Weighted Entropy and Information Gain for Exercise

  1. Exercise = Regularly:
    • Total: 3
    • High Risk: 2
    • Low Risk: 1
    • $ \text{Entropy} = -\frac{2}{3} \log_2(\frac{2}{3}) - \frac{1}{3} \log_2(\frac{1}{3}) = 0.92 $
  2. Exercise = Rarely:
    • Total: 3
    • High Risk: 3
    • Low Risk: 0
    • $ \text{Entropy} = 0 $

$ \text{Weighted Entropy for Exercise} = \frac{3}{6} \times 0.92 + \frac{3}{6} \times 0 = 0.46 $ $ \text{Information Gain for Smoker} = 0.65 - 0.46 = 0.19 $

Given the information gains for the “Age > 55” group:

  1. Age: 0.32
  2. Exercise: 0.19

“Age” has the higher Information Gain for this group, so we will choose this as the next level node for Smoker=Yes.

Dataset subset for “Smoker = No”

Age Smoker Exercise Risk
<40 No Regularly Low
<40 No Rarely Low
<40 No Rarely Low
40-55 No Regularly Low
40-55 No Rarely High
>55 No Regularly Low
>55 No Rarely High

From the subset, the probabilities are:

  • $ p_{\text{High}} = \frac{2}{7} = 0.29 $
  • $ p_{\text{Low}} = \frac{5}{7} = 0.71 $

Thus, the entropy for this subset $ S $ is: $-\frac{2}{7} \log_2(\frac{2}{7}) - \frac{5}{7} \log_2(\frac{5}{7}) $ $ \approx 0.86 $

For Age

  1. Age <40:
    • Total: 3
    • High Risk: 0
    • Low Risk: 3
    • $ \text{Entropy} = 0 $
  2. Age 40-55:
    • Total: 2
    • High Risk: 1
    • Low Risk: 1
    • $\text{Entropy} = 1$
  3. Age >55:
    • Total: 2
    • High Risk: 1
    • Low Risk: 1
    • $\text{Entropy} = 1$

$ \text{Weighted Entropy for Age} = \frac{3}{7} \times 0 + \frac{2}{7} \times 1 + \frac{2}{7} \times 1 \approx 0.57$

$ \text{Information Gain for Age} = \text{Initial Entropy} - \text{Weighted Entropy for Age} \approx 0.86 - 0.57 \approx 0.29$

Weighted Entropy and Information Gain for Exercise

  1. Exercise = Regularly:
    • Total: 3
    • High Risk: 0
    • Low Risk: 3
    • $ \text{Entropy} = 0 $
  2. Exercise = Rarely:
    • Total: 4
    • High Risk: 2
    • Low Risk: 2
    • $ \text{Entropy} = 1 $

$ \text{Weighted Entropy for Exercise} = \frac{3}{7} \times 0 + \frac{3}{7} \times 1 = 0.43 $ $ \text{Information Gain for Smoker} = 0.86 - 0.43 = 0.43 $

Given the information gains for the “Smoker=No” group:

  1. Age: 0.29
  2. Exercise: 0.43

“Exercise” has the higher Information Gain for this group, so we will choose this as the next level node for Smoker=No.
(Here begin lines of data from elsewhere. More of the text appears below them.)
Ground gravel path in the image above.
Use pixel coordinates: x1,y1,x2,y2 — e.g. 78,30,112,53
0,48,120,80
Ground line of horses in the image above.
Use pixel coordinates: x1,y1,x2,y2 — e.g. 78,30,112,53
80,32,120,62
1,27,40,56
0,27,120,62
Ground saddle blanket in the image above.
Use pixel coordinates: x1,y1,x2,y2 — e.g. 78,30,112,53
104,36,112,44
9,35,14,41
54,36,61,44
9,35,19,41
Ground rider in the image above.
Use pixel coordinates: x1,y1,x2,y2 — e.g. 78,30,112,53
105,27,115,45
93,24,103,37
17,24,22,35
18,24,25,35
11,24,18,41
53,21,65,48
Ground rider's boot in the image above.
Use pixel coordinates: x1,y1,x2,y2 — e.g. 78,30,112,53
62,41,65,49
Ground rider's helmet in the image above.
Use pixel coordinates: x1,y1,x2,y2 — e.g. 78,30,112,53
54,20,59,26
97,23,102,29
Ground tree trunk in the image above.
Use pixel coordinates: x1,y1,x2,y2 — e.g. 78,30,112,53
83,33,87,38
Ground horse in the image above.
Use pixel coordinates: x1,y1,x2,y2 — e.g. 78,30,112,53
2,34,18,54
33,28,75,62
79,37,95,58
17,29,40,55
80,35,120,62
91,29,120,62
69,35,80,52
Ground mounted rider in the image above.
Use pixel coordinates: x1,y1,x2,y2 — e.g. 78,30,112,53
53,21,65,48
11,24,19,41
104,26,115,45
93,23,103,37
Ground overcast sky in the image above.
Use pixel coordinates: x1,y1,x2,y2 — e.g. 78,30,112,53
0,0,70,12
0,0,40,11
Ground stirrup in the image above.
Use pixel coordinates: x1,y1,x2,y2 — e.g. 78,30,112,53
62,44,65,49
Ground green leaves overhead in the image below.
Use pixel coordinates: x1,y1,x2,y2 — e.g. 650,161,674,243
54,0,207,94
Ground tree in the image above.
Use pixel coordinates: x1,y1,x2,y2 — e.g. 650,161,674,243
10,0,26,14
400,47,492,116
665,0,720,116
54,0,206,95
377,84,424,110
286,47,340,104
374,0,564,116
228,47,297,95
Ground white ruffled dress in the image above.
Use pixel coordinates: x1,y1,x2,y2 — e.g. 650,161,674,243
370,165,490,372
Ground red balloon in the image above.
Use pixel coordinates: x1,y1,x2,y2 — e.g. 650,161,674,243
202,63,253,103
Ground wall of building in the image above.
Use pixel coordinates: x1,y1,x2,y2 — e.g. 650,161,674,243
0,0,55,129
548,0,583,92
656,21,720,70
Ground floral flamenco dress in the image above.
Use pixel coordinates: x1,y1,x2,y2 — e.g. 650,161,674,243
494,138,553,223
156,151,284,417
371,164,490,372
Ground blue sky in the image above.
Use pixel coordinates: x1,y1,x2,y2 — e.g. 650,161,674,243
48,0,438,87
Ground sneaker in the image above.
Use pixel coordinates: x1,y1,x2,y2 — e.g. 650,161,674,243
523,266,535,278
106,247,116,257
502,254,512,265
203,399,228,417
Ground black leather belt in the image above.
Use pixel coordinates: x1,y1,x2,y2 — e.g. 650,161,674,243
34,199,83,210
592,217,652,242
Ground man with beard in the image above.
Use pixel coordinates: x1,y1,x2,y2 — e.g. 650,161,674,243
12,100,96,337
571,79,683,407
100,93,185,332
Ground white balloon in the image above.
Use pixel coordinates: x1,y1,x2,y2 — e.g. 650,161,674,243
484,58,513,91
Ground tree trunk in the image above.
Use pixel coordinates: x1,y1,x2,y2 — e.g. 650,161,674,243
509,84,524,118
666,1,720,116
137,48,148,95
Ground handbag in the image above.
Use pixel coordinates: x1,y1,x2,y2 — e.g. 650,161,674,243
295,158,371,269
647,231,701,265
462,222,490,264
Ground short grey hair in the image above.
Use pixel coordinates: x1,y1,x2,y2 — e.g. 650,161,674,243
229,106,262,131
Thus, the structure of our decision tree becomes:

  1. Root node: Smoker
    • For Smoker=Yes: Split based on Age.
    • For Smoker-No: Split based on Exercise.

To determine the final classification under each branch, you would continue the process of calculating Information Gain until you reach leaves with maximum purity (i.e. all High or all Low) or until you run out of attributes to split on.